Nous avons rencontré des routes escarpées, des populations dans des zones difficiles, Danané, Erymacoudjé, du Folon à la frontière du Mali, toutes avec les mêmes difficultés : “ Qu’est-ce que notre État a fait pour nous oublier ici ?” Mais ces populations gardent quand même espoir. Partout, tout le monde nous a dit : “vous les gens qui faites la politique là, arrangez-vous pour que tous ceux qui veulent être candidats puissent être candidats, arrangez-vous pour qu’il n’y ait pas de palabres, de guerre, arrangez-vous parce qu’on est fatigué des violences.

Je termine en disant que cette expérience de parrainage, bien qu’elle soit totalement illégale, a permis à mes amis et moi, surtout aux jeunes qui se lancent dans la politique – vous voyez il n’y a pas d’anciens ministres parmi eux, il n’y a pas d’anciens députés, il n’y a pas d’anciens DG – mais ce sont des jeunes ivoiriens, des femmes ivoiriennes qui ont décidé que les choses doivent changer dans ce pays, qui ont décidé que nous pouvons gérer notre pays avec un autre esprit, qui ont décidé de ne pas se taper dessus pour vivre ensemble, qui ont décidé de s’émanciper des questions ethniques, tribales, religieuses ou régionales, qui ont décidé de prendre leur destin en main et de ne plus être seulement les spectateurs de leur propre histoire, une histoire où ils voient les héros, les acteurs dedans et puis eux, ils suivent ça comme au cinéma, de façon passive.

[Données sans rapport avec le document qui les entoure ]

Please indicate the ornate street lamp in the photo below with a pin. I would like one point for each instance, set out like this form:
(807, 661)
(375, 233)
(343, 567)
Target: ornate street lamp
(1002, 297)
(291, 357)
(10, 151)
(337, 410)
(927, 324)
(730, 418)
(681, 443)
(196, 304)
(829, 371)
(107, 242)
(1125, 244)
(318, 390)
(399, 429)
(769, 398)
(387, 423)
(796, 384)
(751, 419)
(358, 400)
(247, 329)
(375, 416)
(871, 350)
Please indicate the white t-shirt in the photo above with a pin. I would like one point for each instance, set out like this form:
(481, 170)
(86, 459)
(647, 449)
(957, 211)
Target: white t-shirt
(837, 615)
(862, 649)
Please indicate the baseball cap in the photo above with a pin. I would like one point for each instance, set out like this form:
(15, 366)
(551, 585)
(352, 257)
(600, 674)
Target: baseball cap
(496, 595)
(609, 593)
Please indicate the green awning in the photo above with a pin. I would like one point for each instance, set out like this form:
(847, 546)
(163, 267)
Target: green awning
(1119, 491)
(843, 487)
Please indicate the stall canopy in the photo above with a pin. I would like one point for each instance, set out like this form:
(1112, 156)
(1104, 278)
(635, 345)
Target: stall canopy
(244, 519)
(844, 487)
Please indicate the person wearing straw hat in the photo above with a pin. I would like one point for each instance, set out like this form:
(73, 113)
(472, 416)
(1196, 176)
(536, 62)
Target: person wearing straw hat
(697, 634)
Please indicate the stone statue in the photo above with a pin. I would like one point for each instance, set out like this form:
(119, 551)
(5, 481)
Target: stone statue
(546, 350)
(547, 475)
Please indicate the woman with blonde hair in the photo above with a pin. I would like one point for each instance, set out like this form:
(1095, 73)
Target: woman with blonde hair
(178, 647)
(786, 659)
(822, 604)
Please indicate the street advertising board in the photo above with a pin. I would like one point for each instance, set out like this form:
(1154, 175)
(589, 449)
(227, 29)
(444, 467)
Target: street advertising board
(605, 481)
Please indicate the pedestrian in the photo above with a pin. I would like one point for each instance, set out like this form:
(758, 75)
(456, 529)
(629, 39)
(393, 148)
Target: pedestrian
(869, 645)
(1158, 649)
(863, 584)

Ils ont décidé que cela change.

Nous sommes de nombreux candidats. Chacun, dans les semaines à venir, vous tiendra son discours. Nous sommes nombreux à vous dire que l’on aime la Côte d’Ivoire. Tout le monde vous dira ça. Mais sachez que ça veut dire plusieurs choses.

On peut aimer la Côte d’Ivoire comme on aime un plat de couscous, un plat de foutou, d’agouti, de djoumblé, de riz gras, de spaghettis; on aime la Côte d’Ivoire pour manger, pour se remplir le ventre. C’est l’amour, mais c’est un amour qui s’adresse uniquement au ventre. Nous sommes nombreux à aimer la Côte d’Ivoire, mais il y a ceux qui l’aiment uniquement parce que ça leur donne à manger.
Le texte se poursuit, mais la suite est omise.